4 thoughts on “Tyrone Everett

  1. Another great article from dmboxing.com! When I was a kid in the 70’s and 80’s ring magazine would feature a story on one if the older fighters. They vf were always very informative and made the fighters seem real to me. This article does the same thing for me. Great work!

  2. Great article and great comment Joel Foose! I first heard of his Escalara fight in a solid boxing group and watched it. Hell of a fighter!

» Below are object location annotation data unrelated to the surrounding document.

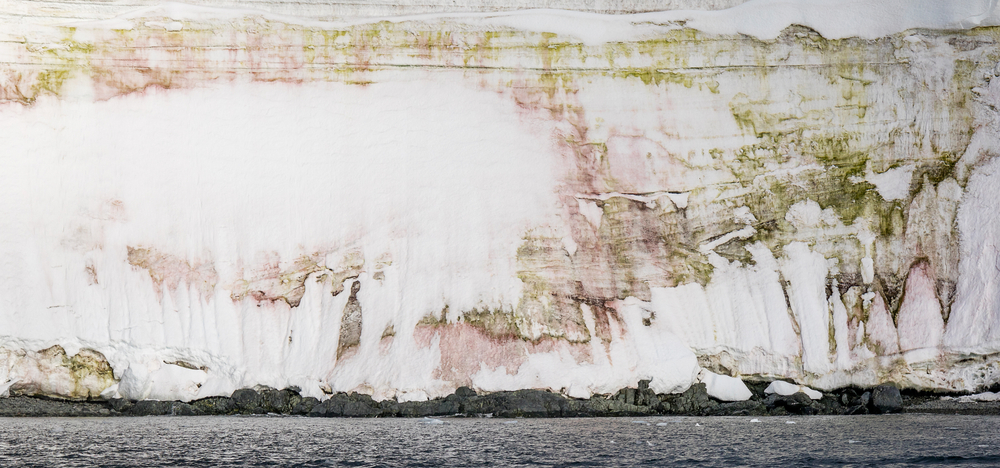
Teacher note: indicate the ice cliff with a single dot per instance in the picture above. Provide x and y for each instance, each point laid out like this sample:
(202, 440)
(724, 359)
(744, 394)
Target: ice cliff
(198, 199)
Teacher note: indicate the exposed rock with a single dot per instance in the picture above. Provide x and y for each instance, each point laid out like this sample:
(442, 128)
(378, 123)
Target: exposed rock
(737, 408)
(519, 403)
(886, 399)
(305, 405)
(39, 407)
(152, 408)
(247, 400)
(352, 405)
(52, 373)
(350, 324)
(795, 403)
(215, 405)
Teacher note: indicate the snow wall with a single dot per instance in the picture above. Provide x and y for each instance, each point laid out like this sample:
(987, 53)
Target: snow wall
(196, 199)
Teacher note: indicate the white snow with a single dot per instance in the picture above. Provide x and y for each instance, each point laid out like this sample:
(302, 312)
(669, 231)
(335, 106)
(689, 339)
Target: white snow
(893, 184)
(763, 19)
(724, 387)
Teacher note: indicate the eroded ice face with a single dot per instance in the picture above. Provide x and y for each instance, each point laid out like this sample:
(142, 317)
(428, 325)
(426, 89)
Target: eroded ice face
(215, 199)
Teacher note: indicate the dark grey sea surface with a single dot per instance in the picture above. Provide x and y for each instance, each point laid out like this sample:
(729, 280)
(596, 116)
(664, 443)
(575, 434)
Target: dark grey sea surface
(883, 441)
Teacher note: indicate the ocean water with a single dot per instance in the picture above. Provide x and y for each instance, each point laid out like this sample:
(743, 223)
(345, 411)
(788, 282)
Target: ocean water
(883, 441)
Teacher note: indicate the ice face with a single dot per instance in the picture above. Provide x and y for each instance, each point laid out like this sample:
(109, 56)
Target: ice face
(202, 200)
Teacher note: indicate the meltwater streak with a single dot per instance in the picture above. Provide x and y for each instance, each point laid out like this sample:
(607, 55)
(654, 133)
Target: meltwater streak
(896, 440)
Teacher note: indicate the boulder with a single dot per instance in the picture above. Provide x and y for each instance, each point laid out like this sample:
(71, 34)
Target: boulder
(785, 388)
(247, 400)
(305, 405)
(886, 399)
(151, 408)
(215, 405)
(796, 403)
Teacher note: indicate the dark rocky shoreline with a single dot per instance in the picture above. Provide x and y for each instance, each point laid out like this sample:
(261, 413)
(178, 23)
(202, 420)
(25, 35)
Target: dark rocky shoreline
(465, 402)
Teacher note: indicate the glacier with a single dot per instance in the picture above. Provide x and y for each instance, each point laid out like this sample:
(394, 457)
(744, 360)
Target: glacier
(197, 199)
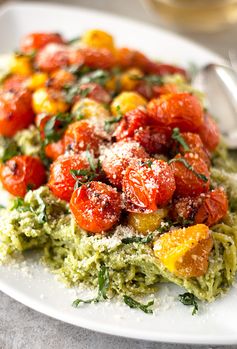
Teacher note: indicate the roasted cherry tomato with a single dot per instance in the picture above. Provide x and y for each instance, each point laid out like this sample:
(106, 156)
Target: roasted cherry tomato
(195, 145)
(213, 208)
(209, 133)
(96, 207)
(117, 158)
(93, 91)
(181, 110)
(61, 78)
(15, 111)
(55, 149)
(80, 136)
(155, 139)
(148, 185)
(14, 83)
(21, 173)
(131, 122)
(97, 58)
(191, 175)
(61, 181)
(36, 41)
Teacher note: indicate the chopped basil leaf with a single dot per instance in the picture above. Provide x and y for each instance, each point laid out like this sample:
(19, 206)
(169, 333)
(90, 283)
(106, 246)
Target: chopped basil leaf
(177, 137)
(11, 149)
(138, 239)
(103, 286)
(189, 299)
(108, 123)
(189, 167)
(132, 303)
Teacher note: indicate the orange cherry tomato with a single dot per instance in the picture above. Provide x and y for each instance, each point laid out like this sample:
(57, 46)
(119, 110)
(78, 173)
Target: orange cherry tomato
(209, 133)
(213, 208)
(61, 182)
(93, 91)
(35, 41)
(21, 173)
(195, 145)
(117, 158)
(55, 149)
(15, 111)
(155, 139)
(61, 78)
(14, 83)
(131, 122)
(180, 110)
(96, 207)
(148, 184)
(97, 58)
(80, 136)
(190, 182)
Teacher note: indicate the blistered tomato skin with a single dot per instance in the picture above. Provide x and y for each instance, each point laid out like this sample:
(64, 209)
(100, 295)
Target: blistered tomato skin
(148, 185)
(187, 182)
(209, 133)
(131, 122)
(96, 207)
(15, 112)
(213, 208)
(36, 41)
(180, 110)
(55, 149)
(61, 181)
(81, 136)
(21, 173)
(117, 158)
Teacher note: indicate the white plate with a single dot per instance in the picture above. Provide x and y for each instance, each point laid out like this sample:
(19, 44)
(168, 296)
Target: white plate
(173, 322)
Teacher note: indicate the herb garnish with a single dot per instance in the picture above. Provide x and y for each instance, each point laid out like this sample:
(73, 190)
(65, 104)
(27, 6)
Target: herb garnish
(103, 286)
(132, 303)
(108, 123)
(11, 149)
(189, 299)
(189, 167)
(150, 79)
(177, 137)
(138, 239)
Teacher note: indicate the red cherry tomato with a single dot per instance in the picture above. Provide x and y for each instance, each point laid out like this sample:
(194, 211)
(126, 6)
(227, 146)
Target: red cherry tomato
(148, 184)
(94, 91)
(55, 149)
(131, 122)
(209, 133)
(55, 56)
(154, 139)
(61, 182)
(117, 158)
(14, 83)
(15, 112)
(35, 41)
(21, 173)
(189, 182)
(213, 208)
(195, 145)
(180, 110)
(97, 58)
(96, 207)
(80, 136)
(61, 78)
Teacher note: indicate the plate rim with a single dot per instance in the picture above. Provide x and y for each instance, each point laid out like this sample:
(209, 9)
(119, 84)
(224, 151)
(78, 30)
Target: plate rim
(94, 325)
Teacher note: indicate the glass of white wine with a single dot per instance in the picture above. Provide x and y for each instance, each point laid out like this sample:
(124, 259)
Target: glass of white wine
(196, 15)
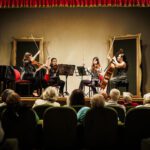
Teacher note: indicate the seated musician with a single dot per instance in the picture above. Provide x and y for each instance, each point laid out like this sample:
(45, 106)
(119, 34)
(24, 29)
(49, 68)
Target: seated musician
(121, 66)
(96, 76)
(54, 79)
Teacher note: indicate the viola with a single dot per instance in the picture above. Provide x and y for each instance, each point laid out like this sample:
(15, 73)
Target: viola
(109, 71)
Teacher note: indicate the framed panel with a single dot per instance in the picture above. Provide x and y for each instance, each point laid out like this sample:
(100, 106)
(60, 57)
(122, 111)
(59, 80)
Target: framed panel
(132, 48)
(26, 44)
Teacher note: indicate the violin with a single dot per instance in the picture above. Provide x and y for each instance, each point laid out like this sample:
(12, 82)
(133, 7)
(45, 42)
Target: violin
(110, 69)
(36, 63)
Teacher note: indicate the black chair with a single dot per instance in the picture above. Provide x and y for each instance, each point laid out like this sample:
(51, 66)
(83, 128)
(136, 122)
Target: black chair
(59, 128)
(137, 125)
(40, 109)
(120, 111)
(21, 125)
(100, 128)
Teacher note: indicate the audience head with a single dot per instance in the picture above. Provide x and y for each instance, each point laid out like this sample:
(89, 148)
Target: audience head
(146, 98)
(76, 97)
(50, 93)
(114, 94)
(13, 99)
(27, 56)
(6, 93)
(105, 95)
(127, 97)
(97, 100)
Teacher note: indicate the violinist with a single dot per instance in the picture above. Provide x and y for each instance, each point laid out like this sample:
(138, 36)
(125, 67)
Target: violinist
(121, 68)
(54, 79)
(96, 76)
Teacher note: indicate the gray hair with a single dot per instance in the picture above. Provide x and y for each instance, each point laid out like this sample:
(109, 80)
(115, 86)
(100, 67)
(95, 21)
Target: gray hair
(115, 94)
(97, 100)
(50, 93)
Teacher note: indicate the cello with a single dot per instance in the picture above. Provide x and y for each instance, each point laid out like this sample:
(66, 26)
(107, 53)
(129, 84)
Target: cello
(108, 70)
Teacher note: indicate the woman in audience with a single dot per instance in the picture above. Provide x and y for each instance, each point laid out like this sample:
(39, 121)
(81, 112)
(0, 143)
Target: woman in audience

  3. I used to train at Billy Newman’s when I came in early one day to wait for my trainer Freddy Gilbert. Billy Newman’s went back to the days of Jack Johnson, located smack-dab in the middle of the red light district called the Tenderloin District on Hyatt and Leavenworth. Sitting on the bleachers you could feel the ghosts of days gone by with the 2 original rings on the main floor and an assortment of bags from regular to huge. There was also a ring in a room leading downstairs where Johnny “Carnation Kid” Vtali ran.
    On this particular day I heard the speed bag rattling off a steady sound of rythm that illustrated the person hitting that bag had a great talent for it. 1,2,3,4 rounds straight through the 1 minute rest period , not a single miss. It made me think, “Who the hell is that down there?” As I walked down the old steps to the bottom of the gym, halfway into his 5th round was a sweat drenched black fighter looking like a middleweight with extra wide shoulders and a thin waist whose hands were a blur, steadily, machine-like hands, pounding away at that small speed-bag. On the back of shirt were the words in bold blue ink, ” Mean Machine.” It was Tyrone Everret, getting ready for a 10 rounder against a fighter who was making some noise in the Bay Area boxing world, Ray Lunny lll. Ray was better off finding someone else to leap over as Tyrone dropped him in the 1st round and gave him an old Philly beat down for the remainder of the fight.